Политкорректность хороша, если меняет отношение общества к инвалидам

«Привет, меня зовут Арис: как Paris, только без П», – поприветствовал меня широко улыбающийся грек в мой первый день в Фонтенбло. Мы поболтали с ним в кипящем новыми студентами баре о перспективах ЦСКА и «Панатинаикоса» в европейской Лиге чемпионов и разошлись в поисках новых знакомых. Вскоре после этой встречи выяснилось, что мы с ним будем учиться в одной секции; на протяжении четырех месяцев каждый рабочий день мы находились в одной аудитории по несколько часов.

То, что у Ариса парализована левая рука и частично парализована нога, я понял лишь недели через две после начала занятий. Меня это поразило. Я объясняю свою невнимательность двумя причинами: я просто не ожидал, что такое возможно, а сам Арис не чувствует и не ведет себя как инвалид. И никто среди моих однокурсников не относится к его ситуации так, как будто она что-то значит. Если нужно помочь поднять упавшее пальто – помогут, даже несмотря на протесты, если нужно разделить групповое задание на четыре равные части – никаких скидок не будет.
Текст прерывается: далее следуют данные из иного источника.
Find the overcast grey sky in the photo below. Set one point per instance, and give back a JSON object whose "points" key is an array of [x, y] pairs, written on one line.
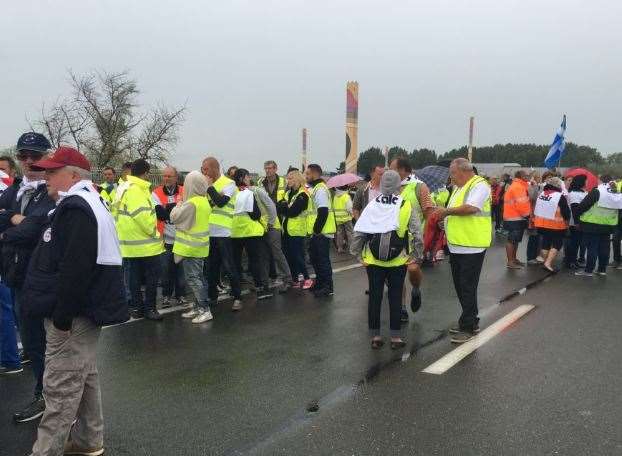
{"points": [[255, 72]]}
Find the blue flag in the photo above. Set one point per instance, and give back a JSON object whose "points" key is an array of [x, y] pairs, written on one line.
{"points": [[557, 148]]}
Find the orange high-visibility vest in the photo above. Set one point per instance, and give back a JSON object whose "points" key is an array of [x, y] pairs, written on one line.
{"points": [[516, 201]]}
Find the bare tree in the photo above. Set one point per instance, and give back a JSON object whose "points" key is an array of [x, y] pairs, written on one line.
{"points": [[64, 123], [101, 119]]}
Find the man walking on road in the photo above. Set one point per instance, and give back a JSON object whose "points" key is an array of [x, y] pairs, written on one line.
{"points": [[516, 212], [78, 264], [469, 233], [321, 227], [418, 194], [222, 194], [140, 241], [165, 197], [24, 207]]}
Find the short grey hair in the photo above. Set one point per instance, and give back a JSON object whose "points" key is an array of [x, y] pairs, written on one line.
{"points": [[463, 164]]}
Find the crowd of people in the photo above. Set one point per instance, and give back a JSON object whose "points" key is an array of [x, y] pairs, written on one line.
{"points": [[560, 215], [78, 255]]}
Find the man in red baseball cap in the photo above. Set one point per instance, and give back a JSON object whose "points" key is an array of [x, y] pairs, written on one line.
{"points": [[83, 284]]}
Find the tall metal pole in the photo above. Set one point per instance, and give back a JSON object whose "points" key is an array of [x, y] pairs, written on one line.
{"points": [[471, 124], [352, 112], [304, 149]]}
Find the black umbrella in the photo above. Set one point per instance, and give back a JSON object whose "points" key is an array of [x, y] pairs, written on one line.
{"points": [[434, 176]]}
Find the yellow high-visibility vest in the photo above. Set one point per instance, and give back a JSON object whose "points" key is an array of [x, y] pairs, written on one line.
{"points": [[340, 203], [136, 220], [330, 226], [473, 230], [297, 226]]}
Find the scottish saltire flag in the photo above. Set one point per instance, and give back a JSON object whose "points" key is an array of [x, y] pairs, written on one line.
{"points": [[557, 148]]}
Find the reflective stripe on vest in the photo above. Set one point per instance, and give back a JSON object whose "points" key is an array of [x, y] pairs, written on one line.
{"points": [[473, 230], [131, 223], [402, 231], [330, 227], [340, 202], [194, 243], [223, 216]]}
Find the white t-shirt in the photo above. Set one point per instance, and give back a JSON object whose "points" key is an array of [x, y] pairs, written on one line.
{"points": [[478, 195], [321, 198], [217, 230]]}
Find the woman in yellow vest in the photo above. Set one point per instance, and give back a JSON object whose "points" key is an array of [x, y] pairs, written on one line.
{"points": [[387, 237], [191, 247], [342, 207], [247, 234], [598, 220], [294, 211], [551, 215]]}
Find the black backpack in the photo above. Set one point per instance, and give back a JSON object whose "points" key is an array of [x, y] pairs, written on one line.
{"points": [[387, 246]]}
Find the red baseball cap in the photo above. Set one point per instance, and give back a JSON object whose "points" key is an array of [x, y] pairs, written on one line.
{"points": [[63, 156]]}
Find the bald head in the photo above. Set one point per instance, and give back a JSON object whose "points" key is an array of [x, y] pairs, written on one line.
{"points": [[461, 170], [211, 168]]}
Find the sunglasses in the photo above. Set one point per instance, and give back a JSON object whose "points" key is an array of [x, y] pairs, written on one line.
{"points": [[24, 155]]}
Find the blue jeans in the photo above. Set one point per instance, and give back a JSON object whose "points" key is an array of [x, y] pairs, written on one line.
{"points": [[319, 253], [193, 270], [573, 244], [9, 356], [172, 274], [221, 257], [147, 268], [126, 278], [294, 247], [597, 246], [533, 246], [32, 332]]}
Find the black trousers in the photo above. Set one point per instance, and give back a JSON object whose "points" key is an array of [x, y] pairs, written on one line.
{"points": [[172, 274], [145, 269], [32, 334], [258, 258], [319, 254], [394, 278], [465, 270], [221, 255]]}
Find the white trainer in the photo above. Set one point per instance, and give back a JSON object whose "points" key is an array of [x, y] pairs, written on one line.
{"points": [[190, 314], [203, 316]]}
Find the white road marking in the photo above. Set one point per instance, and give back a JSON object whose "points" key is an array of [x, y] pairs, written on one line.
{"points": [[455, 356]]}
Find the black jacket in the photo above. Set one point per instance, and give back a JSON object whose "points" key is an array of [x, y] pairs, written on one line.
{"points": [[18, 241], [64, 281]]}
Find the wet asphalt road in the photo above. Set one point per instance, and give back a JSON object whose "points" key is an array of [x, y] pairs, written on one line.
{"points": [[242, 384]]}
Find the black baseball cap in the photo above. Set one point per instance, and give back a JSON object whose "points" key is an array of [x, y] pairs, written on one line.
{"points": [[35, 142]]}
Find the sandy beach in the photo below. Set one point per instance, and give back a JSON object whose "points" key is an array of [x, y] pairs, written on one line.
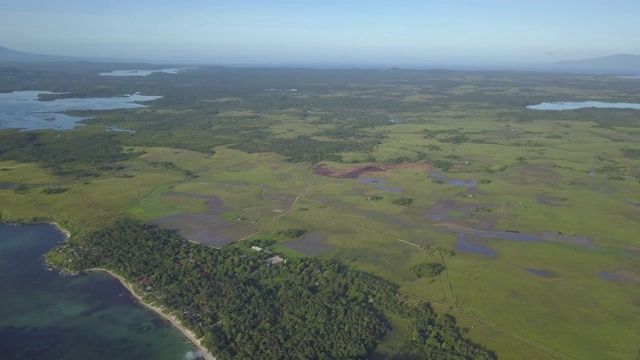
{"points": [[203, 353]]}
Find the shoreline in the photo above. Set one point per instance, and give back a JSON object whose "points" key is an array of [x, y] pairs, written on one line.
{"points": [[64, 231], [202, 351]]}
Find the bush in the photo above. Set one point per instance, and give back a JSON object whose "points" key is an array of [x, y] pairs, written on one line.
{"points": [[403, 201]]}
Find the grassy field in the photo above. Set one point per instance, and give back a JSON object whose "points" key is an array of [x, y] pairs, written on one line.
{"points": [[560, 177]]}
Арис рассказал мне, что в 11 лет у него был инсульт. Несколько месяцев ему пришлось провести в больнице, но, поскольку он был хорошим учеником, ему разрешили вернуться в класс без потери года. Потом была учеба в Афинском университете бизнеса и экономики, который он закончил с отличием, и работа в Unilever в департаменте маркетинга.

Не поймите меня неправильно: я не утверждаю, что INSEAD или Франция – это место абсолютно равных возможностей. Достаточно посмотреть на количество черных жителей Парижа и процент черных ребят среди французских студентов, чтобы усомниться в этом. Однако контраст с Россией все равно невероятный.

«Одно из самых запомнившихся впечатлений от местной жизни – это ситуация, которую я видел в [муниципальном] бассейне [через дорогу от INSEAD], – рассказал мне однокурсник Женя. – Я видел, как туда приехал человек на коляске, служащие помогли ему спуститься в бассейн, а после окончания сеанса помогли вылезти. И конечно, у них есть специальная душевая для таких людей».

Мне сложно точно посчитать, сколько десятков тысяч евро стоило INSEAD оборудовать большинство туалетов кабинами для людей в колясках (при том что людей таких здесь почти нет). И я не знаю, было ли это сделано из-за требований к университетским кампусам или из соображений «хорошести». Честно говоря, меня это даже не волнует. Мне хочется лишь, чтобы в Москве новые здания строились по такому же принципу. И чтобы в магазины, в которых приклеена (или не приклеена) наклейка «Год равных возможностей», войти можно было не только по ступенькам.

В английском языке слово «инвалид» уже никто не использует – тут есть только люди с ограниченными возможностями. Я могу сколько угодно смеяться над политкорректностью, но если в итоге она помогает менять сознание общества, то я голосую «за».